An assortment of logs, which judging by the various nut casings are utilised as dining room furniture by the squirrels, provide a place to rest. The dog gets her food and water, but she's too busy listening for possible predators. A set of Buzzard's swoop in and out of the woodland, gliding through the trees. They mew, but infrequently. Instead, a woodpecker's sonar-like drumming fills the woodland, followed by the dog's guffing. We sit and listen.
Before leaving, we search for owl pellets beneath a tree where we found several the year before. We found none, maybe it's too early. Perhaps next time we will aim for Buzzard pellets.
Obscure woodlands such as hundred-acre that are outside of conventional urbanity and requiring effort to reach, are complex sites of interaction between culture and nature.
Any illusion of wildness is lost to the equally spaced conifer plantation, yet there is wildlife here, more so than the plantations closer to urban circuits. Recognising nature here is to acknowledge culture's influence. Without one there is no other. The establishment of the plantation provides space for nature whether that's the sprawling bramble or the obscure woodpecker.

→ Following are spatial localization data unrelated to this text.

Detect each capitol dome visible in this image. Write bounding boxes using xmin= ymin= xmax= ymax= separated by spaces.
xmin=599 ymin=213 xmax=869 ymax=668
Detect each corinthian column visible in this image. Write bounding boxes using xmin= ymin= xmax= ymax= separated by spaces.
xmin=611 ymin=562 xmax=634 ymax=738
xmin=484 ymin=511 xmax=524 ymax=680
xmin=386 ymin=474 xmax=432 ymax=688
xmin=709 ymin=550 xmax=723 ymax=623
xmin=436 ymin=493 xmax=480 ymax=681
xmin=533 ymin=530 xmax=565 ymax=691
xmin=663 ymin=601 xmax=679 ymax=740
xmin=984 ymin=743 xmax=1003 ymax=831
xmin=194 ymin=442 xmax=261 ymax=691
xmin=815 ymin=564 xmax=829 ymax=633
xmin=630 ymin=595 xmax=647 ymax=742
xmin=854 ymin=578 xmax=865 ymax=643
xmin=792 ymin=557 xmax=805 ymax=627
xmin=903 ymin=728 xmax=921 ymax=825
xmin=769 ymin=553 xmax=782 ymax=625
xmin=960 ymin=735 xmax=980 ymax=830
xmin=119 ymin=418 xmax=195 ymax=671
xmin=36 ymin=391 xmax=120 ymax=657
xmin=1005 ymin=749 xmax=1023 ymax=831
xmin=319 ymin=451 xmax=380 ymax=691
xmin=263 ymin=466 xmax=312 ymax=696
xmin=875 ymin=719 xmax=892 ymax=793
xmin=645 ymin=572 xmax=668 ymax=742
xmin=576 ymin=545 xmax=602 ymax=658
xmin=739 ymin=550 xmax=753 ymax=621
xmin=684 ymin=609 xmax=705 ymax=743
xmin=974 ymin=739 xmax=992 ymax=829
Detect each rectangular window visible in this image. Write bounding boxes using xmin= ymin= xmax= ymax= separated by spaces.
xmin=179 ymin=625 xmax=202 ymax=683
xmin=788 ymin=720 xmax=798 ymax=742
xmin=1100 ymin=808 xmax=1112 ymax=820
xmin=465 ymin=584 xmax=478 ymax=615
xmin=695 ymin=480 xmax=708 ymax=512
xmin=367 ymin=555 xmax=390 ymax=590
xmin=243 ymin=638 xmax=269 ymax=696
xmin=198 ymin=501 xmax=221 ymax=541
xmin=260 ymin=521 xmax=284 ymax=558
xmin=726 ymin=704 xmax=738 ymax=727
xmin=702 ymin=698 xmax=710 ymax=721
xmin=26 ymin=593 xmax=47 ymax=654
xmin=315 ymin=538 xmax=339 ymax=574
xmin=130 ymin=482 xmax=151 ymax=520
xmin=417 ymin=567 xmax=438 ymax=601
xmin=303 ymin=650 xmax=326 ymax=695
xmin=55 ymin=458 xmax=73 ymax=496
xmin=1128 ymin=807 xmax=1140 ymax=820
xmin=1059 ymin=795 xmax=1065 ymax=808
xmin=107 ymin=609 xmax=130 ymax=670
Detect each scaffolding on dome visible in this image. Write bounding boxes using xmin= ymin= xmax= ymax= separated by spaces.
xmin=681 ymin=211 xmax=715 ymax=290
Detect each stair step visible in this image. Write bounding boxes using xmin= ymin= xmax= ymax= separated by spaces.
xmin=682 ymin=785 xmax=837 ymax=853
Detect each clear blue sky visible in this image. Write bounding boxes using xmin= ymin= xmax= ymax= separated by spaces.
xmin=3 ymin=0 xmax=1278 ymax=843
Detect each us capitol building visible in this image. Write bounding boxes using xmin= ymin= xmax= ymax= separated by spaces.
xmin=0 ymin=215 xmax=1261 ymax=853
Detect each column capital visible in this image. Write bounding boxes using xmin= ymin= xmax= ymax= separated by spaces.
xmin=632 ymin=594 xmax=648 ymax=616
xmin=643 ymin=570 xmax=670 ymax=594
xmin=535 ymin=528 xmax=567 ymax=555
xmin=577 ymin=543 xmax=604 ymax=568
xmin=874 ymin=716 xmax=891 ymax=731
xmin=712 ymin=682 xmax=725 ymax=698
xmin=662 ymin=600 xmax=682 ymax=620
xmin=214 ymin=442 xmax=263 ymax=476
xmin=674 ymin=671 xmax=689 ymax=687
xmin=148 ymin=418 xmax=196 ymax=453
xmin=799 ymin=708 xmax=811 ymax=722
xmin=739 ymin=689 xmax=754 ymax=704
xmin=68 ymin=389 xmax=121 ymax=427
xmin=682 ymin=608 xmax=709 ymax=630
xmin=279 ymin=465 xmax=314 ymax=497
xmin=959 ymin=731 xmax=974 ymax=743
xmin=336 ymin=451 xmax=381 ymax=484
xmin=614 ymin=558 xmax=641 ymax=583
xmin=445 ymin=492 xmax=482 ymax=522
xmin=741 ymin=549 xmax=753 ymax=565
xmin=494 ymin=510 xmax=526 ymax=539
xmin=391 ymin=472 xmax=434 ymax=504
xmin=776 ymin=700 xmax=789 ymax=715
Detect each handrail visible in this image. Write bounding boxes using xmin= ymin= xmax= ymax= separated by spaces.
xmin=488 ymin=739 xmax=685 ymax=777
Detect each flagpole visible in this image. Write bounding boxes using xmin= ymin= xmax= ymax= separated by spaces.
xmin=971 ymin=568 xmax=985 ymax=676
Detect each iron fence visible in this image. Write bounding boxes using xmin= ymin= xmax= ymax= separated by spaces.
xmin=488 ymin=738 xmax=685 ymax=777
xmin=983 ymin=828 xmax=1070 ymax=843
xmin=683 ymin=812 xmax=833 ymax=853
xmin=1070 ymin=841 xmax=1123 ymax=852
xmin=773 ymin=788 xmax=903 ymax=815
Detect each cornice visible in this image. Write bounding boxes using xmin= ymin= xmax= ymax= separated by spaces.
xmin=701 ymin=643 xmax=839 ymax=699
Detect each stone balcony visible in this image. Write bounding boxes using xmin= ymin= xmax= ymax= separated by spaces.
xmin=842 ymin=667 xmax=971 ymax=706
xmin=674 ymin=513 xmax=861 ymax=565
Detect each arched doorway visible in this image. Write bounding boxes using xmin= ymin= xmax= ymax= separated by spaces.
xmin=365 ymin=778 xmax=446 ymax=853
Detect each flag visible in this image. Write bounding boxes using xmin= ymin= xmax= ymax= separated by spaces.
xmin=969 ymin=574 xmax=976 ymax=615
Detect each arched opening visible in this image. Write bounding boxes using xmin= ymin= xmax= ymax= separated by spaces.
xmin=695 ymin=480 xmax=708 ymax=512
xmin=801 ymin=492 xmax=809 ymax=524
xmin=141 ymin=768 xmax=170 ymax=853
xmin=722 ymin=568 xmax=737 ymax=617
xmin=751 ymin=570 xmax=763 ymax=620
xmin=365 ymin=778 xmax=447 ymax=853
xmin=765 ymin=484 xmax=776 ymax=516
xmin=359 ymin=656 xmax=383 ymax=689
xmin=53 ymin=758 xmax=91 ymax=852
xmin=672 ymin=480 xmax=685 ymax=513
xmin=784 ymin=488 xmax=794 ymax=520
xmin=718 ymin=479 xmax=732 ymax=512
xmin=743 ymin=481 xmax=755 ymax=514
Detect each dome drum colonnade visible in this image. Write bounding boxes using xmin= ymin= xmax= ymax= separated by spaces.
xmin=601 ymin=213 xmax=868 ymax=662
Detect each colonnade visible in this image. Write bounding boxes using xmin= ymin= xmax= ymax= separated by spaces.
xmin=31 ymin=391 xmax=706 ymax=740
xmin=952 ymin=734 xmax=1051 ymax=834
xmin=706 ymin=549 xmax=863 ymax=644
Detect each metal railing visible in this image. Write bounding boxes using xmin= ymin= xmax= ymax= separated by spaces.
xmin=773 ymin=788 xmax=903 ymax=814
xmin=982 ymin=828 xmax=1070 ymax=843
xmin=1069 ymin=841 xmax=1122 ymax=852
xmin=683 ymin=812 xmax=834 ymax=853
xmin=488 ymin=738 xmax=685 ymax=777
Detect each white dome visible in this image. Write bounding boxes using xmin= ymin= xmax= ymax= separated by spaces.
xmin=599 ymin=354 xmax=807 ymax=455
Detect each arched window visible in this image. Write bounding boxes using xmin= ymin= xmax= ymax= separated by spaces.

I am sceptical of romanticised forest bathing amongst shotgun cartridges, non-indigenous conifers and defaced trees. All the same, the woodpecker drumming through the woodland is an awe experience I won't forget for a while.
Monachopsis
Noun. The subtle but persistent feeling of being out of place, as maladapted to your surroundings as a seal on a beach.
I came across this term reading Losing Eden. A lot of my work fits the concept.
Interfacial and ambiguous spaces frequently produce a similar confusing feeling. It occurs when observing an artefact foreign to the surrounding environment therefore lacking context.
The muddle of human and natural agency that is often present within interstitial wilderness sites creates conceptual as well as physical confusion (Jorgensen and Tylecote, 2007, p. 445).
Examples taken from the above sketchbook scan: a metal post and chain on a woodland access road, a discarded orange bag in a patch of dead ferns, and a drain pipe obstructing a woodland view. All are examples of juxtaposed artificial artefacts against a natural surrounding.
The opposite can also occur by observing nature within an urban environment. For example, the Buddleja growing in the cracks of a brick wall and pavement found at the side of a car park.
Plastic is often a source of monachopsis. I have found plastic bags, chairs, and tents in interfacial spaces.
Strange pieces of debris of twentieth-century capitalism seem to have some of the capacity to inspire awe as the left-over artefacts of other ages – like Stonehenge. Like such ancient relics, the relics of our own age now stand outside the humdrum landscape of everyday life (Shoard, 2000, 84).
When I read Shoard’s description of twentieth-century capitalist relics, I always think back to this image I took of a burnt-out car in a field of corn. Reflecting on the concept of monachopsis for this newsletter, I decided to put the image to use. I found the digital file. Printed it for the first time. Pressed it in my sketchbook. The image is fourteen years old! Playing into the contextualization of the relic of our own age. Inadvertently I have realized I have come full circle returning to capturing scenes like these that interest me.
Bibliography
Jorgensen, A. and Tylecote, M. (2007) Ambivalent landscapes—wilderness in the urban interstices, Landscape Research, 32(4), pp. 443–462.